Week 2 Day 1: Chest-Focused Strength Training Block with Sadie Meyer (she/her)

Week 2 Day 1: Chest-Focused Strength Training Block with Sadie Meyer (she/her)

Week 2 Day 1

Warm-Up Suggestions
  • Treadmill (low speed) 
  • Stair Climber (low speed) 
  • Band Pull-Aparts 
  • Push-Ups 
  • Tricep Dips
  • Arm Circles 
  • ATY with a Plate 


Accessory
A1. Flat Bench Press (with Dumbbells): 4 sets of 4-8 reps #smfflatbenchpress #gymmyflatbenchpress
Notes: Increase weight and decrease reps (if needed) every set. 
A2. Dips (Tricep-Focused): 4 sets of 10 reps #smfdips #gymmydips
Notes: Try to do as many as you can without assistance. Use assistance when you can no longer perform a full rep.

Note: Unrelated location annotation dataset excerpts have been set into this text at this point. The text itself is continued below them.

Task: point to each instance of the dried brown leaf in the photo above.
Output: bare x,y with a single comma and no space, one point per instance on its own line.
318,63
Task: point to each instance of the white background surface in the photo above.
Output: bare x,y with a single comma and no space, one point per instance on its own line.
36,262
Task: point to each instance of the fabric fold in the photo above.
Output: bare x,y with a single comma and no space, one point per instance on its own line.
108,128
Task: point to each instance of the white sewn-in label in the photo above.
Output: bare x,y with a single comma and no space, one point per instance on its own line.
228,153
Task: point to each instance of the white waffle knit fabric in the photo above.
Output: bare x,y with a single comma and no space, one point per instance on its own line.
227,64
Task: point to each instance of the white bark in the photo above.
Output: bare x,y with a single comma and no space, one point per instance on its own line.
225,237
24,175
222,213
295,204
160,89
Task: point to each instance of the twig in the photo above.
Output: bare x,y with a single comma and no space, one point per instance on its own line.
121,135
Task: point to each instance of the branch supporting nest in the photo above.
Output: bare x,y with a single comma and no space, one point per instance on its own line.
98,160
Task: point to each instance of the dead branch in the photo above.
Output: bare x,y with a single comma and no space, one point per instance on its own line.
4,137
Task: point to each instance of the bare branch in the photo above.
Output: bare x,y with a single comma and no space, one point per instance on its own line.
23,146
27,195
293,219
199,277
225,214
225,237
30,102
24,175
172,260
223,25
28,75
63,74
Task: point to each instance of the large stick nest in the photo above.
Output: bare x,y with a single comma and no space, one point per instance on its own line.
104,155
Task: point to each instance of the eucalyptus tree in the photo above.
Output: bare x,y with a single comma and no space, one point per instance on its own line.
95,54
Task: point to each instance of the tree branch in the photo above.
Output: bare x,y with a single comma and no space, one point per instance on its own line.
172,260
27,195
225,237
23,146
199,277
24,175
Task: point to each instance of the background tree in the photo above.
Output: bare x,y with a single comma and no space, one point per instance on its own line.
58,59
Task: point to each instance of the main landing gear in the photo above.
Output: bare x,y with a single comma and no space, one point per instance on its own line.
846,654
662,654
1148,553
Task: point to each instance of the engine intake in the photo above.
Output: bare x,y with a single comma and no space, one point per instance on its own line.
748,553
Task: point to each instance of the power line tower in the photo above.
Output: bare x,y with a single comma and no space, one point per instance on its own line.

B1. Incline DB Press: 4 sets of 6-10 reps #smfinclinedbpress #gymmyinclinedbpress
Notes: Increase weight and decrease reps (if needed) every set. 
B2. Seated Tricep Pushdown Machine: 4 sets of 10-12 reps #smfseatedtriceppushdownmachine #gymmyseatedtriceppushdownmachine 
Notes: Use a narrow grip if available.


C1. Cable Standing Fly (From Chest-Height): 4 sets of 12-15 reps #smfcablestandingfly #gymmycablestandingfly
Notes: Place cables at chest-height of 2-4 inches or higher. 
C2. Cable Tricep Pushdown: 4 sets of 12-15 reps #smfcabletriceppushdown #gymmycabletriceppushdown
Notes: Use rope attachment. 

 

D1. Cable Single-Arm Fly (From Low): 4 sets of 10-12 reps per arm #smfcablesinglearmfly #gymmycablesinglearmfly
Notes: Stop movement at eye-level. 
D2. Tricep Push-Ups: 4 sets of AMRAP #smftriceppushup #gymmytriceppushup
Notes: Try to do as many reps as possible with no more than 1-2 seconds in between in each rep. Start with push-ups without assistance (dropping to knees or using a bench for an incline), then use assistance if needed.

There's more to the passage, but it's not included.